Attention! Never Say This to a Working Mom!
Some people just have to put in their two cents, especially when we do not want to hear it! We asked YOU if anyone in your life had made a comment about your job or family status that you wish they’d kept to themselves (or just never say in the first place!). Here were some of your answers.
Brenda S: I had someone say to me, “If you were a stay-at-home mom your child would be potty trained already …”
Jennifer C: I work full time as a nurse, as well as going to school to become an RN. My mother-in-law constantly made comments about how she got to be a stay-at-home mom and how I needed to take all my FMLA time while on maternity leave last fall. She made me feel like a crappy mom and that I was so obviously not doing the right thing by going back to work.
Laura M: When I went back to work teaching, I had parent-teacher conferences. A well-meaning mama of one of the students I taught looked at the picture of my baby on my desk. She commented on how cute she was and asked where she was during the day. I told her she was at daycare. The mom said, “I could never leave my baby at a daycare!” I wanted to cry.
Ciara R: Some of my coworkers used to talk behind my back and call me a “kiss ***” because anytime extra hours were offered in the office I would be the first to sign up. And not just because it shows my ability to be a team player. Have you experienced the cost of full-time daycare? I pay $657 a month, no assistance and no child support. I will take that extra 1.5-time pay, thank you very much. Without my overtime, I literally have $20 every two weeks for gas and extra needs/wants. A month ago, my check was almost $300 more than a normal 40-hour week. That’s going right into savings (for when bills come around).
Kristen H: My mother-in-law frequently comments that my oldest (who just turned 3) will never potty train because I work. She said potty training wasn’t hard for her because she stayed at home with her kids. I don't understand it. I would never attack at a stay-at-home mom.
Laura L: There have been a few comments about our decision to use a daycare center (as opposed to an in-home daycare). Contrary to these individuals' opinions that we are idiots and love to throw our money out the window because we have chosen a daycare center, in actuality, we chose a center because we feel it will be a safer and more educational experience for our child. (In our state, deaths in licensed in-home settings outpace infant deaths in licensed center-settings by a rate of more than 10:1). Everyone is entitled to their own opinions about which care method is best for their family, but STOP harping at me about my decision!

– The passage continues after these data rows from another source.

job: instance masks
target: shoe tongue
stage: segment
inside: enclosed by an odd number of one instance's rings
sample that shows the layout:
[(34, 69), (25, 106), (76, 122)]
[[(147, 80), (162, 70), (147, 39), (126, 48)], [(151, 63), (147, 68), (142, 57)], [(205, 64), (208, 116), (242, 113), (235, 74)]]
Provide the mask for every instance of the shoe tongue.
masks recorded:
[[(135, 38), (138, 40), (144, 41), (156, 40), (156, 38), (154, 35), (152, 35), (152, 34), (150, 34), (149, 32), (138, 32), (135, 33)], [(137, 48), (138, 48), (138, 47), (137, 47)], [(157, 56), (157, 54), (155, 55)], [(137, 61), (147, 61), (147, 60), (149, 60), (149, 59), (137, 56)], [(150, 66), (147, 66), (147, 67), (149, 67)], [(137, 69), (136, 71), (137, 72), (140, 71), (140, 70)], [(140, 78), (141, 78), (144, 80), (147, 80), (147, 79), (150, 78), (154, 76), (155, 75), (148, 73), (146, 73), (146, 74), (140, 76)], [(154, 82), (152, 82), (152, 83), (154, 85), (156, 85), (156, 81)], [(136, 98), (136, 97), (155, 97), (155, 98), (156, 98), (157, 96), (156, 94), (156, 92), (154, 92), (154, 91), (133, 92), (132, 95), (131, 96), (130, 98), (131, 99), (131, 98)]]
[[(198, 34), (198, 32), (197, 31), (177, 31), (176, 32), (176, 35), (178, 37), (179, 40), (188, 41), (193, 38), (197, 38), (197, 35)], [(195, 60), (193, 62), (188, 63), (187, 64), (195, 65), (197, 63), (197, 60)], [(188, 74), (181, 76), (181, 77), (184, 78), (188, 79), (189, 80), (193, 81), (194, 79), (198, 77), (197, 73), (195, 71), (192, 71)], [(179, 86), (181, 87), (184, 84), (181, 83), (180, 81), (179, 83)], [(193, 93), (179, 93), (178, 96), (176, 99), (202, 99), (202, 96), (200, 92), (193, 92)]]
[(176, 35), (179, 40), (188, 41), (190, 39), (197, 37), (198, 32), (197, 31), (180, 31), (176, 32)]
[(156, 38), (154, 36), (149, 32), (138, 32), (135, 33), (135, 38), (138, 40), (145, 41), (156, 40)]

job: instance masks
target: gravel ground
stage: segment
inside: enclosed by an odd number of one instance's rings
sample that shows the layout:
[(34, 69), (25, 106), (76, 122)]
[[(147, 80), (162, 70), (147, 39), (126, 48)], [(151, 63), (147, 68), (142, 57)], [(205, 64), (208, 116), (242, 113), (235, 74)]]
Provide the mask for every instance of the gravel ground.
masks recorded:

Julianne N: I work full time at my kids' school. A lot of the time I get comments about how I could be doing better or how I could make more money doing something else. However, if I worked FT elsewhere, I would have to pay for before/after school care and it would basically be a wash. With this job, I'm off when the kids are off, have delays and snow days when they do, and I never have to scramble to find last minute care for them. I'm doing the best I can for my kiddos and me. No, I don't make 6 figures. But I'm there for my kids and that's worth more than its weight in gold.
Nelli G: I'm a school bus driver. Which is only part-time. BUT I get to take my daughter on the bus with me, so we don't pay for childcare. Too many people want to comment on my lack of having a full-time job. They don't understand I'd just be working full time to pay for daycare. What's the point in that? I would work longer hours, my child would go with strangers for 8 hours a day, and I would have about the same amount of “bring home” money after daycare is paid for. It's called opportunity cost, people. I'd rather give up the extra $80 I'd have a month from working full time and have the opportunity to spend more time with my daughter! My father-in-law even goes as far as to print “now hiring” ads and give them to me at Sunday dinners at his house.
Christy M: Only from myself. I wish I could be home with my little girl so badly. I miss so much. I wish this was the 50's. I try so hard to be both homemaker and full-time employee. I take care of the house, make my fiancées lunch, usually have dinner done as he is settling down, prepare something for our daughter, and still try to have the energy to be pleasant and not drop dead. All after I've worked a 9-hour day at a strenuous, physically back-breaking job.
Whew! That’s a lot of comments we wish people would never say about being a working mom! But don’t worry, if you’ve heard something similar, you are not alone. We’re all just doing our best out there.
So, has anyone in your life said something to you about being a working mom that you wish they would never say again (or never have said in the first place)?